Environment Variables
How environment variables work on Vercel — scopes, sensitive values, pulling them locally, and the difference between pull and env pull.
Environment variables hold configuration and secrets — API keys, database URLs, feature flags — kept out of your source code. On Vercel they're scoped per environment, so the same variable name can hold different values in Production, Preview, and Development.
Scopes
Every variable is assigned to one or more targets:
| Target | Used by |
|---|---|
| Production | Production deployments |
| Preview | Preview deployments (branches, PRs) |
| Development | Local development (vercel dev, pulled into .env) |
You can't add a Development variable in the same command as Production or Preview — add development variables separately.
Adding and listing from the CLI
# Add a variable (you'll be prompted for the value and target)

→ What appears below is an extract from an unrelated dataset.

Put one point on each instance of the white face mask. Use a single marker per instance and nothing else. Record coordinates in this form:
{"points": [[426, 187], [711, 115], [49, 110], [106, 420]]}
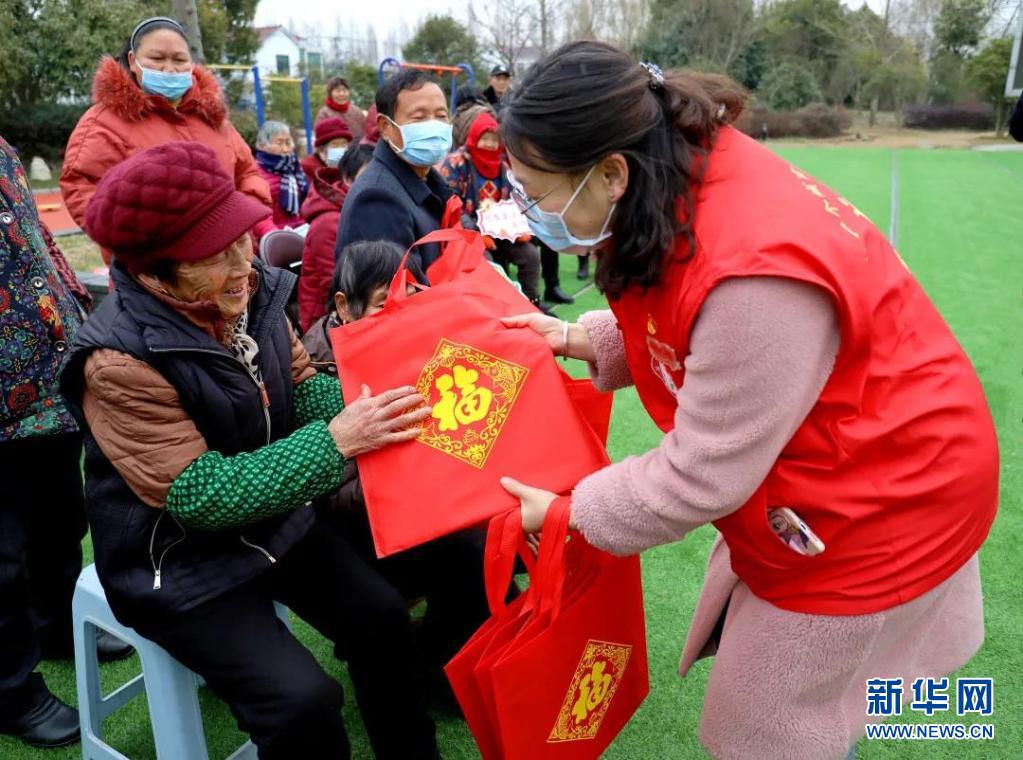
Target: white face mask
{"points": [[335, 154], [550, 226]]}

vercel env add API_KEY production
# Add from a file
vercel env add API_KEY production < ./secret.txt
# List all configured variables (names and targets, not values)
vercel env ls
# Remove a variable
vercel env rm API_KEY productionYou can also manage them in the dashboard under Project → Settings → Environment Variables.
Sensitive variables
Values can be marked sensitive, meaning they're write-only — once set, they can't be read back through the dashboard or API, only overwritten. Some teams enforce a policy that production and preview writes are always treated as sensitive.
Getting variables onto your machine
This is the part that trips people up, because there are two different commands:
vercel env pull — for framework dev servers
Writes development variables to a local file (default .env.local). Use this when your framework's own dev command (next dev, vite, etc.) reads from .env files:
vercel env pull .env.localvercel pull — for vercel dev / vercel build
vercel dev and vercel build read from the .vercel/ directory rather than .env files. vercel pull populates that directory with both variables and project settings:
vercel pull
vercel pull --environment=preview # pull a specific environmentRule of thumb: vercel env pull when you run your framework's dev server; vercel pull when you run vercel dev or vercel build.
Using them in code
Access variables through the standard runtime mechanism for your language — process.env.API_KEY in Node.js, os.environ in Python, and so on. Client-exposed variables follow your framework's convention (for example, Next.js requires a NEXT_PUBLIC_ prefix to expose a value to the browser).